As the numbers show, the facts behind generational giving don’t match up with the narratives nonprofits have heard for years. It turns out those coveted Millennials are actually donating on par with older generations, and the generational giving divide may not be as sharp as we thought. But why? Turns out there are a few factors.

Changes in Media Consumption

According to Deloitte, changes in media consumption habits — mainly streaming services — have blurred the lines between generations. They’ve even gone as far to rebrand Gen X, Millennials, and Gen Z as one segment: “MilleXZials.”

Media consumption habits by generation.

Media consumption habits by generation. Magazines: number of issues read in a month. Newspapers: number read in 28 day period. Radio: half hours listened. TV: half hours watched in a week. Internet: average hours per week.

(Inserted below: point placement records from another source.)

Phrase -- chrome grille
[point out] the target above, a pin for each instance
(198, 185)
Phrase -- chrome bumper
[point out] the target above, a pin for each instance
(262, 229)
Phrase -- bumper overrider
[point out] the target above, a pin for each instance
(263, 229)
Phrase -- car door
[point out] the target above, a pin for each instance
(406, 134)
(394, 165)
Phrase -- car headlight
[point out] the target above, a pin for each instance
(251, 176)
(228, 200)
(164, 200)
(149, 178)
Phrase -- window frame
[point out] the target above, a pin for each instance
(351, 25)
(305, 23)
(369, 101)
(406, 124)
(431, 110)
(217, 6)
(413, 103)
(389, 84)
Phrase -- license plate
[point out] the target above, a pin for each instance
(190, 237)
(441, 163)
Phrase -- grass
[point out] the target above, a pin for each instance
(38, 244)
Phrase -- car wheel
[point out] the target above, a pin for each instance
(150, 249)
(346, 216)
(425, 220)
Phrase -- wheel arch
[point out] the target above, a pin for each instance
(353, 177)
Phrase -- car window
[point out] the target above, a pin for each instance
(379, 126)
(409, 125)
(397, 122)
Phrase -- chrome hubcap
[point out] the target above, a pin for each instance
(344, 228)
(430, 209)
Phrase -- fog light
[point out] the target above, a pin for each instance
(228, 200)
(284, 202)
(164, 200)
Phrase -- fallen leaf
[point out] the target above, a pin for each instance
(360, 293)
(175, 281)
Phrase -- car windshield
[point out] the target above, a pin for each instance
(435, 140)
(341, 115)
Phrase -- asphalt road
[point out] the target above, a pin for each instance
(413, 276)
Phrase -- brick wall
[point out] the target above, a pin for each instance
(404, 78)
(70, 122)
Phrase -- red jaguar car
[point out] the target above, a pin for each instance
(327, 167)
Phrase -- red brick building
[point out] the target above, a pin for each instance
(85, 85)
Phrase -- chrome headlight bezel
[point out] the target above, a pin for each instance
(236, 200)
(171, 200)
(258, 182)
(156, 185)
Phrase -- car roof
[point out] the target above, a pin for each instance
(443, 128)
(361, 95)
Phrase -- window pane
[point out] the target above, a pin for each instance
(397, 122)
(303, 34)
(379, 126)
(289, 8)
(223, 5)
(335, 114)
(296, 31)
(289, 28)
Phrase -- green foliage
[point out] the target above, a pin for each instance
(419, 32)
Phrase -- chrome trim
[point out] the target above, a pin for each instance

Even though each generation may have its own unique preferences, it turns out that people of different ages aren’t all that different. Ultimately, everyone appreciates convenience and personalization.

Appeals & Generations

Even though online giving makes up less than 8% of all giving, it’s often touted as the #1 strategy for reaching younger generations. To be fair, online giving is rising every year, driven by Millennial preferences — and an optimized online donation form definitely won’t hurt your organization’s fundraising. But research shows that more traditional strategies still work for all donors, regardless of age.

Direct mail fundraising is responsible for 60 – 80% of all fundraising revenue. Yup, direct mail is definitely not dead. In fact, 37% of donors cite receiving direct mail as the reason they gave, regardless of they gave. (Source: USPS)

Events are also huge, especially for younger generations. According to the Chronicle of Philanthropy, 90% of donors prefer to give in person. But don’t start planning your gala just yet. Donors are shifting more toward peer-to-peer, DIY fundraising — and revenue from this type of fundraising has increased by 84% in just two years.

Action Items: Concrete Steps We Can All Take

1. Multi-Channel Campaigns

As we saw above, all generations consume media in many different ways. Your nonprofit can leverage this with a multi-channel campaign. These campaigns include touchpoints across several channels, from email to direct mail to social media to in-person. According to NextAfter, these types of campaigns can lead to a 204% higher conversion rate.

2. Two Segments

To help create more effective fundraising campaigns, think of your donors in (at least) two basic segments: recurring donors & major donors. Regardless of generation, these groups are fundamentally different audiences who have different engagement needs.

In general, segmenting donors by action (like major vs. recurring donors) will help you build better supporter relationships than segmenting by demographics (like age).

3. Keep it Donor-Centric

No matter what strategies you use to engage donors, remember to keep it focused on each donor and their needs. You might have a Gen Z donor that prefers print mailings, and a Mature donor that only wants to be contacted via email.

Generational giving stats can help point us in the right direction, but listening to our donors and giving them options for personalized engagement is key to success. Think about how your organization is engaging supporters, and how you can leverage your tools to create more personalized experiences at scale.